In its twentieth year, San Diego State University’s Center for the Study of Women in Television and Film and executive director Martha M. Lauzen have revealed their latest “Celluloid Ceiling” study, tracking women’s behind-the- scenes employment in the film world. This 2017 study finds that “women comprised 18% of all directors, writers, producers, executive producers, editors, and cinematographers working on the top 250 domestic grossing films.
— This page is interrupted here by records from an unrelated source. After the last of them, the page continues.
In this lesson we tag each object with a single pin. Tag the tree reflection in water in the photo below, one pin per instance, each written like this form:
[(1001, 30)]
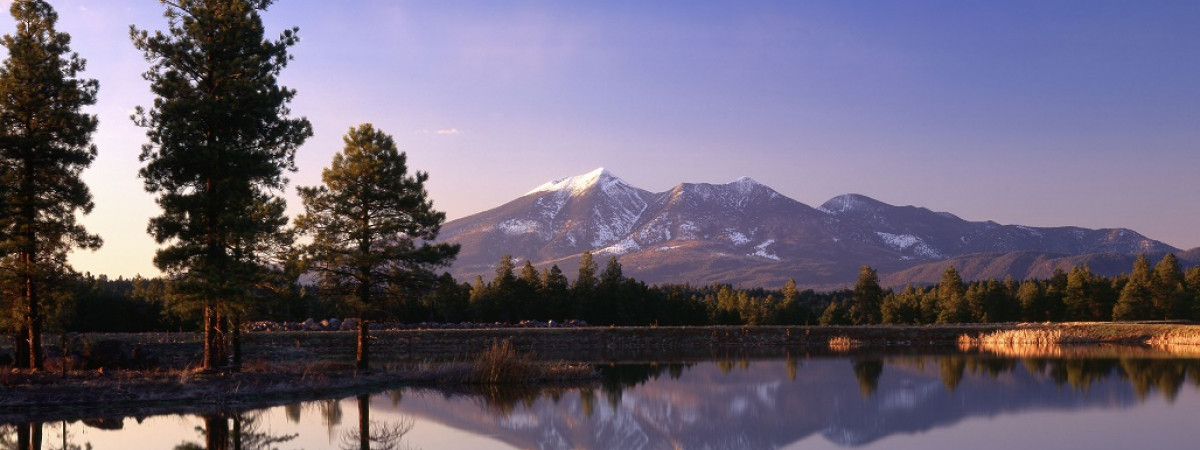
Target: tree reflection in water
[(376, 435), (234, 431)]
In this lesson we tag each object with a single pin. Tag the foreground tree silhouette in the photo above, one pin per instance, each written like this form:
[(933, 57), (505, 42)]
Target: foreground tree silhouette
[(220, 141), (372, 226), (45, 144)]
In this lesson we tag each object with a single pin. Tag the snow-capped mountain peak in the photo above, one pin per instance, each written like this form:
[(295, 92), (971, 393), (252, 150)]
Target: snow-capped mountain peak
[(744, 232), (580, 184), (849, 202)]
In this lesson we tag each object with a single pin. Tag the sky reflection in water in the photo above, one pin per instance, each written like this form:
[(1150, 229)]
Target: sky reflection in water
[(895, 402)]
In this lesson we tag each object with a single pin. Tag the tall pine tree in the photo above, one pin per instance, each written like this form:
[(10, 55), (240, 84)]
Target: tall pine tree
[(45, 144), (220, 142), (372, 226)]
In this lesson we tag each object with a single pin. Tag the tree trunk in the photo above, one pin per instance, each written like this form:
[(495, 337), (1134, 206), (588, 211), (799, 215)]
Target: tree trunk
[(363, 360), (29, 436), (237, 432), (221, 328), (210, 335), (235, 341), (365, 423), (35, 328), (21, 346), (216, 432)]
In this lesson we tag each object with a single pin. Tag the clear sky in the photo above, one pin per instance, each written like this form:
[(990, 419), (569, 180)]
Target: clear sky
[(1039, 113)]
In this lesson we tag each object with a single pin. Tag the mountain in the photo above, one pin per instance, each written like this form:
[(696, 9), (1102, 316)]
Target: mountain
[(707, 407), (745, 233)]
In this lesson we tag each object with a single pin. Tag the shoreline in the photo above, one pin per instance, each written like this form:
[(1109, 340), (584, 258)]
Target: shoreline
[(317, 360)]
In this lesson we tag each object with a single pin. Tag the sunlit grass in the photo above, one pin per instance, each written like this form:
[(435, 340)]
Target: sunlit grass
[(1026, 342), (844, 343)]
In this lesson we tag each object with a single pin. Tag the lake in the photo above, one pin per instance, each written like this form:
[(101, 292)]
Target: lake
[(868, 401)]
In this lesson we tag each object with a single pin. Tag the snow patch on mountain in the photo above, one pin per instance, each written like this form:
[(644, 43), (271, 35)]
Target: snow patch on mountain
[(844, 203), (577, 184), (622, 247), (737, 238), (899, 241), (909, 243), (514, 227), (552, 205), (761, 251), (688, 229)]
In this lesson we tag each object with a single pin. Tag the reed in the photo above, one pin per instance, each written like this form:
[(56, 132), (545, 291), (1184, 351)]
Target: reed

This represents an increase of 1 percentage point from 17% in 2016 and is virtually unchanged from the percentage achieved in 1998.”

Even with the massive uptick of interest and box office heft of female-directed and -centric films, the numbers have not changed in twenty years.

Lauzen told the Los Angeles Times the lack of progress over the past two decades is “staggering,” and “she pointed to her research that found only 1% of films last year employed 10 or more women as directors, producers, editors, writers and cinematographers. That compares with 70% of films that had 10 or more men in key roles.” “One percent versus 70%. That is just outrageous inequality,” Lauzen told the outlet. “This negligence has produced a toxic culture that supported the recent sexual harassment scandals and truncates so many women’s careers.”

There are, however, a few bright spots, as the study found that “women accounted for 11% of directors working on the top 250 films in 2017, up 4 percentage points from 7% in 2016 and even with the percentage achieved in 2000.” Moreover, “a historical comparison of women’s employment in the top 250 films in 2017 and 1998 reveals that the percentages of directors, executive producers, and producers have increased.” And yet, “the percentages of writers and editors have declined, and the percentage of women cinematographers has remained the same.”

Elsewhere, the study noted that “women fared best as producers (25%), followed by executive producers (19%), editors (16%), writers (11%), directors (11%), and cinematographers (4%).”